My involvement in the mathematical community has since exploded. Luisella and Umberto are my mentors. I've met them and several of their colleagues in person at the math events put on by the Prison Mathematics Project, the program I started. There are articles being written about me. As well, I'm currently involved in writing an expository article for a magazine catering to the history of mathematics. I don't doubt my future anymore... and the support I get from the mathematical community drives me and fuels me. We create a synergy.
I once decided that I'd set a 25 year goal.. to make some beautiful math and publish it. The idea being that I would truly give the victims of my crime the justice they deserve by contributing something permanent to the world... It seemed fitting since I had permanently taken something that I cannot give back. I set my goal high. After all, I am only the "institutionally challenged". And it frustrates me to see so many of us with the same notion that we are only what we are.. because we can do so much more. Why dumb it down to what the public perceives of us? You know, It has only been three years since setting that goal. The research suggested to me by Umberto has come to fruit. The name of the paper is "On non-linear leaping convergents of a linear fractional transformation of Hurwitz continued fractions". At this moment it is in the publication process where the referees are pouring through the work. It's a joint paper, and it's under review for publication at a journal of number theory in Tokyo, Japan. And this is only one of many. One of the few lessons I've learned from the school of hard knocks, that didn't hurt, was that you can't set your goals high enough. Your limit is here ( in your head). Because if we don't set our goals to reach the moon, then we'll never truly get a good look at the stars.
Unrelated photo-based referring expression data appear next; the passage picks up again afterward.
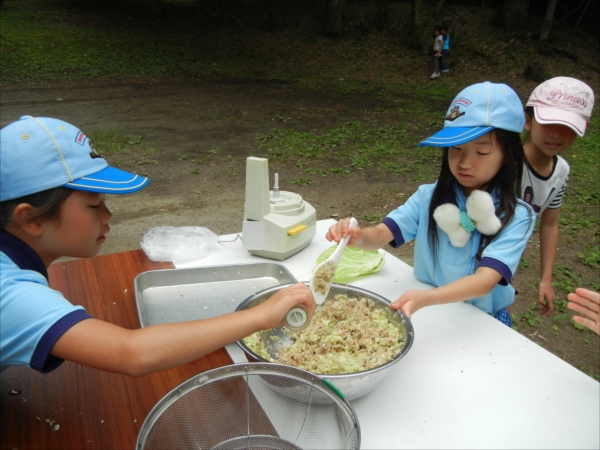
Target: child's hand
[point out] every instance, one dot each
(274, 310)
(587, 303)
(409, 302)
(545, 294)
(341, 229)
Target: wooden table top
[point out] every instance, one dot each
(76, 407)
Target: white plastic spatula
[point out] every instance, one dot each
(320, 283)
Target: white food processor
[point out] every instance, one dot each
(277, 224)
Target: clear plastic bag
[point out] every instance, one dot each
(177, 243)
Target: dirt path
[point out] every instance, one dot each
(188, 120)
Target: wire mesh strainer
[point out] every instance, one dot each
(252, 406)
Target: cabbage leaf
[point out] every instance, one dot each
(354, 263)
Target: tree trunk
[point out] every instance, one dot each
(271, 14)
(415, 14)
(514, 14)
(156, 8)
(438, 8)
(382, 17)
(413, 38)
(548, 19)
(330, 13)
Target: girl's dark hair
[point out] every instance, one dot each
(507, 182)
(47, 203)
(530, 114)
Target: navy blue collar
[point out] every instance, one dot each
(21, 254)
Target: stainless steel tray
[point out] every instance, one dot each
(180, 295)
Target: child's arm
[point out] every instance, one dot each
(371, 238)
(587, 303)
(466, 288)
(105, 346)
(548, 244)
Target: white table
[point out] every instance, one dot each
(468, 381)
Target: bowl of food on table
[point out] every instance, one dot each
(353, 340)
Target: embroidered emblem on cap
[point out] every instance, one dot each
(454, 114)
(80, 138)
(94, 154)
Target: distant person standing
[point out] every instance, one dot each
(445, 49)
(438, 42)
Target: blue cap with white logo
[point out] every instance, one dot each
(477, 110)
(40, 153)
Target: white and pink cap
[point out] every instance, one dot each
(563, 100)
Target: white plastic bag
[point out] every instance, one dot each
(177, 243)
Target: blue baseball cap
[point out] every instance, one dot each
(477, 110)
(40, 153)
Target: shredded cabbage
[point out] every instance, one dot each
(354, 263)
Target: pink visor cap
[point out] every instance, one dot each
(565, 101)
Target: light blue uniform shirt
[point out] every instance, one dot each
(32, 316)
(410, 221)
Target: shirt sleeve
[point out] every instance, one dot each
(504, 252)
(557, 200)
(33, 317)
(403, 222)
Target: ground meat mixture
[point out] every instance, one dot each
(344, 336)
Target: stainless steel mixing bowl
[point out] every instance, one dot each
(353, 385)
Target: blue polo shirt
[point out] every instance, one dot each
(32, 316)
(410, 222)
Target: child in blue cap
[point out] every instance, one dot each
(469, 228)
(52, 203)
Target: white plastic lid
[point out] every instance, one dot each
(296, 319)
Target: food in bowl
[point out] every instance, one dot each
(345, 335)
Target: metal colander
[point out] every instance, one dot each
(252, 406)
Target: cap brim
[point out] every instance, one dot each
(109, 181)
(450, 136)
(569, 119)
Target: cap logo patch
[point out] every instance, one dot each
(94, 154)
(558, 95)
(80, 138)
(461, 101)
(454, 114)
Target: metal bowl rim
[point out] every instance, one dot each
(408, 324)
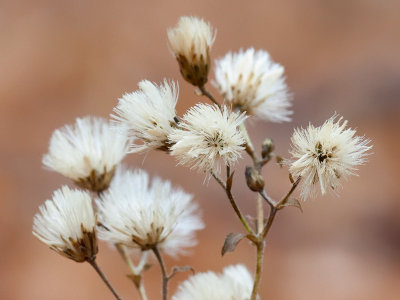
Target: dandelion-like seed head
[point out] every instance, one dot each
(145, 215)
(87, 152)
(67, 224)
(191, 41)
(250, 81)
(149, 114)
(206, 136)
(324, 155)
(235, 283)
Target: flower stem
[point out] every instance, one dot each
(165, 277)
(93, 263)
(233, 203)
(206, 93)
(135, 271)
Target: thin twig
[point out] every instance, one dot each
(233, 204)
(135, 270)
(165, 276)
(208, 95)
(93, 263)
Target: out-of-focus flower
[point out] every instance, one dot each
(207, 135)
(67, 224)
(324, 155)
(191, 40)
(250, 81)
(138, 214)
(149, 114)
(235, 283)
(87, 152)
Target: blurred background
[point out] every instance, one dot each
(63, 59)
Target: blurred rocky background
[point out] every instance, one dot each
(64, 59)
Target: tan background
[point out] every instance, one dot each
(64, 59)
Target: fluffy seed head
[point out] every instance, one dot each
(191, 40)
(87, 152)
(143, 215)
(149, 114)
(206, 136)
(324, 155)
(67, 224)
(250, 81)
(235, 283)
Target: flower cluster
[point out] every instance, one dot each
(136, 212)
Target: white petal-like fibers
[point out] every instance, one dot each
(67, 224)
(250, 81)
(206, 136)
(191, 40)
(149, 114)
(324, 155)
(235, 283)
(141, 214)
(87, 152)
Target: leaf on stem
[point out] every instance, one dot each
(279, 160)
(291, 202)
(231, 242)
(229, 181)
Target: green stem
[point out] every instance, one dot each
(165, 277)
(93, 263)
(206, 93)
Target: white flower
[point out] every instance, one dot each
(191, 41)
(323, 155)
(139, 214)
(250, 81)
(67, 224)
(235, 283)
(207, 135)
(149, 114)
(87, 152)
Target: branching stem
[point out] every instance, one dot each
(93, 263)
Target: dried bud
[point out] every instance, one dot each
(267, 147)
(191, 41)
(254, 179)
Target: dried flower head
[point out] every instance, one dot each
(191, 40)
(324, 155)
(87, 152)
(207, 135)
(67, 224)
(250, 81)
(235, 283)
(143, 215)
(149, 114)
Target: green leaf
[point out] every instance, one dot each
(291, 202)
(231, 242)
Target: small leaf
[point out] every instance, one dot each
(136, 279)
(231, 242)
(291, 178)
(279, 160)
(229, 181)
(291, 202)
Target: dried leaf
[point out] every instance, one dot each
(231, 242)
(291, 178)
(279, 160)
(291, 202)
(136, 279)
(229, 181)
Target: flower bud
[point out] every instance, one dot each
(191, 42)
(267, 147)
(254, 179)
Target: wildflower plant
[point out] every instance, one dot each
(133, 212)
Before I sign off, I have one last thing to say.. contrast is a powerful thing. The biggest function of my past is the contrast it shows from what I was to what I am. But we can't use our past for much more than contrast and memories. The thing is, we are not our past.. we are not our future. We are what we are right now. And the future is only an inductive step away.. so if we want to shine in the future, then we must learn to shine in our present.